No Rodney King. We cannot get along.

To subscribers of the System Justification Theory, it is a cohesive requirement that the within groups, the dominant group justifies its presence by belittling, persecuting, or otherwise ridiculing other persons or opposing groups. The theory is that by doing so, the dominant group’s ideology, values, and belief system is bolstered, cementing the group’s authority.

African-Americans were long the focus of belittlement in white America, but after the Civil Rights Act was passed in 1964, a huge void began diverging. Now that all peoples were “equal”, one group had to be admonished. But who, and under what pretext? In 1970, scandal-ridden president Richard Nixon signed into law the Controlled Substances Act. This scheduling of drugs has since been used to systematically persecute youth sub-culture, many of who are users of psychotropic and performance-enhancing drugs. This act allowed law-enforcement to once again concentrate their tactful patriotism towards again ensuring that the majority is “right” and the minority “wrong”.

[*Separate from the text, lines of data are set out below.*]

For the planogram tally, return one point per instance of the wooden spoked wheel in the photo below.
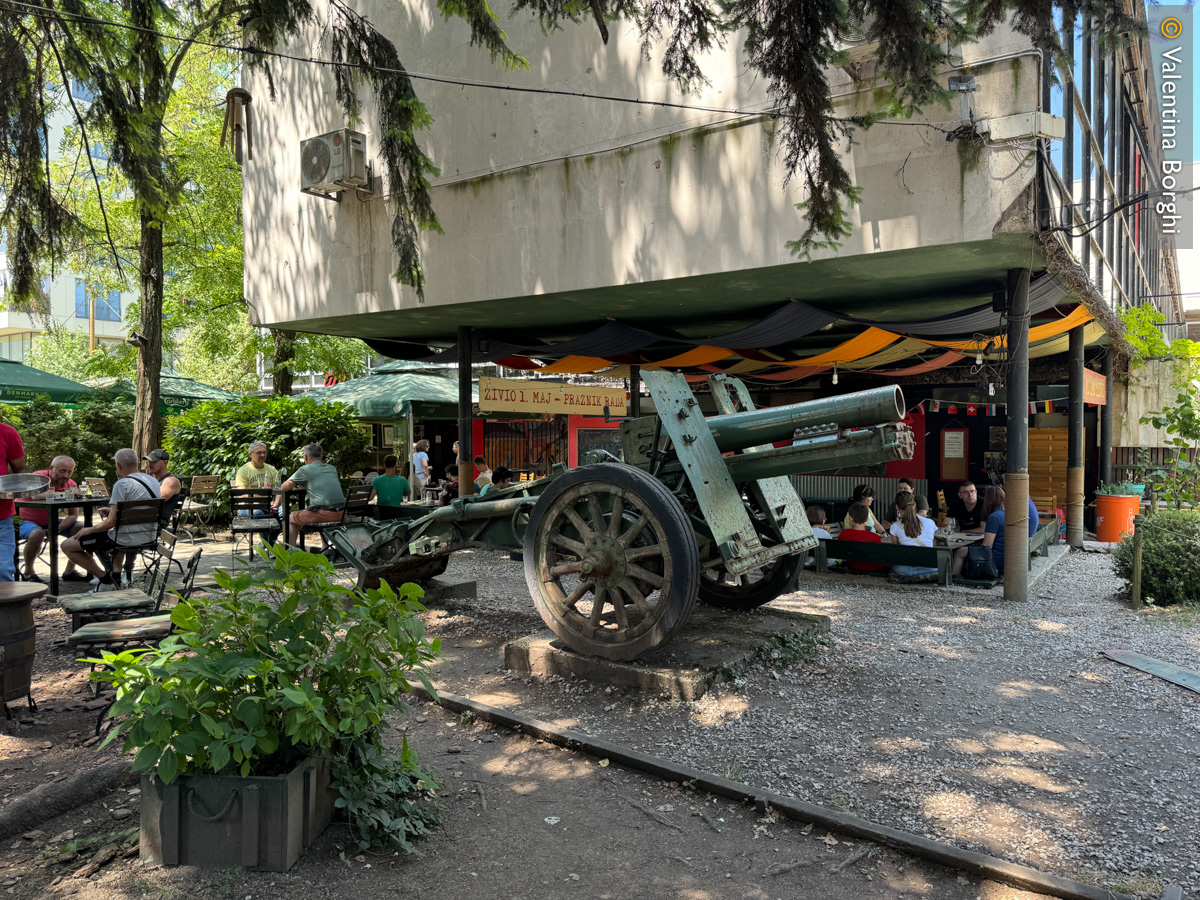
(611, 561)
(719, 587)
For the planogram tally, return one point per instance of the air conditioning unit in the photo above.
(855, 40)
(335, 162)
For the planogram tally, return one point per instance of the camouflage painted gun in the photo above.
(618, 551)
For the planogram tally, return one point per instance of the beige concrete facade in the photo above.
(571, 202)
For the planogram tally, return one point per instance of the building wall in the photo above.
(545, 193)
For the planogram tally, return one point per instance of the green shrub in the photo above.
(1170, 557)
(281, 665)
(213, 439)
(103, 425)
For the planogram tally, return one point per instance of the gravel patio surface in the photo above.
(990, 725)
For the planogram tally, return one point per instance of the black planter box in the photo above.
(226, 821)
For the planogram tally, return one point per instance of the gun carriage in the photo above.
(617, 552)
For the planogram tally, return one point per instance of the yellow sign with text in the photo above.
(1095, 388)
(503, 395)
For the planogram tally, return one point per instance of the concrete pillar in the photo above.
(1017, 480)
(1074, 498)
(1107, 421)
(466, 453)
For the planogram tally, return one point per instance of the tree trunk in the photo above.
(282, 372)
(147, 426)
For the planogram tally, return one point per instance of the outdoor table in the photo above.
(958, 539)
(17, 641)
(53, 505)
(286, 507)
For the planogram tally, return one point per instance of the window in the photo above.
(82, 91)
(108, 309)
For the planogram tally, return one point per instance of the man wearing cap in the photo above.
(169, 487)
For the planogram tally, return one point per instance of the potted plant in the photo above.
(262, 712)
(1115, 508)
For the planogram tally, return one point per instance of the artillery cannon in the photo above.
(618, 551)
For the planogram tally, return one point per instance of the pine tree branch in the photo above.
(87, 145)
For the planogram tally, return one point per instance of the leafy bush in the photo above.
(105, 424)
(1170, 557)
(281, 666)
(211, 439)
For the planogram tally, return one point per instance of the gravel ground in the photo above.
(989, 725)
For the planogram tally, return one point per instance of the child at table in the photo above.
(861, 531)
(911, 531)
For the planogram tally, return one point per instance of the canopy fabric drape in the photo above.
(946, 359)
(870, 341)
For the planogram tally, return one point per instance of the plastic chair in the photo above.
(138, 599)
(198, 505)
(244, 502)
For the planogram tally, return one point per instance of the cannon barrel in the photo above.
(739, 431)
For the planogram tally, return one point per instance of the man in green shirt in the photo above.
(327, 503)
(257, 473)
(390, 489)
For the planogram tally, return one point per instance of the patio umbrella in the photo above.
(21, 383)
(394, 396)
(175, 393)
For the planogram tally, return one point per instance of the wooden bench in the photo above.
(891, 553)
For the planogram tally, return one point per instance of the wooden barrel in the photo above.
(17, 639)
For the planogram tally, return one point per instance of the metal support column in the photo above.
(1075, 438)
(466, 453)
(1107, 423)
(1017, 480)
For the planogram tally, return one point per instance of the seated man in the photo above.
(325, 498)
(169, 486)
(483, 473)
(502, 478)
(258, 473)
(389, 489)
(102, 538)
(35, 522)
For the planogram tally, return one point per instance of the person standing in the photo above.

Aside from the psychological elements, there exists an economic component to this sociological conundrum. A huge industry is supported by the persecution of these sub-groups. Aside from police, other occupations are borne out of legitimizing the majority through oppression of minorities. Legal secretaries, lawyers, judges, clerks, bailiffs, stenographers, corrections officers, prison architects, administrators, and countless other jobs are made possible by this system. Eliminating these individuals and their positions is preposterous, but the US can and will need to change its focus once again on who to persecute.

Some proponents of marijuana legalization estimate that all states will have legalized the substance to some degree by the year 2023. This will once again leave a void, which policy makers and enforcers will need to fill. Without accounting for interruptions to other industries, here are a few suggestions.

  • Outlaw obesity. Imagine if we could rid the country of obesity. Sending morbidly obese people and children to camps where they could get into shape. Think more boot camp and less concentration camp.
  • Removing cars and trucks from the road, the ones with abhorrent fumes emanating from their exhausts, and ruining our fresh air. These fumes are more detrimental to the health of country’s children than second-hand smoke and drugs combined.
  • Increase emphasis on issuing fines for littering
  • Create and enforce stricter codes relating to municipality-facing property aesthetics.

The writer is not condoning the intake of numerous scheduled drugs outside defined medical, psychological, espionage, or executive applications. It’s simply worth acknowledging that, post-marijuana legalization, other groups will need to be criminalized in order to maintain the status quo.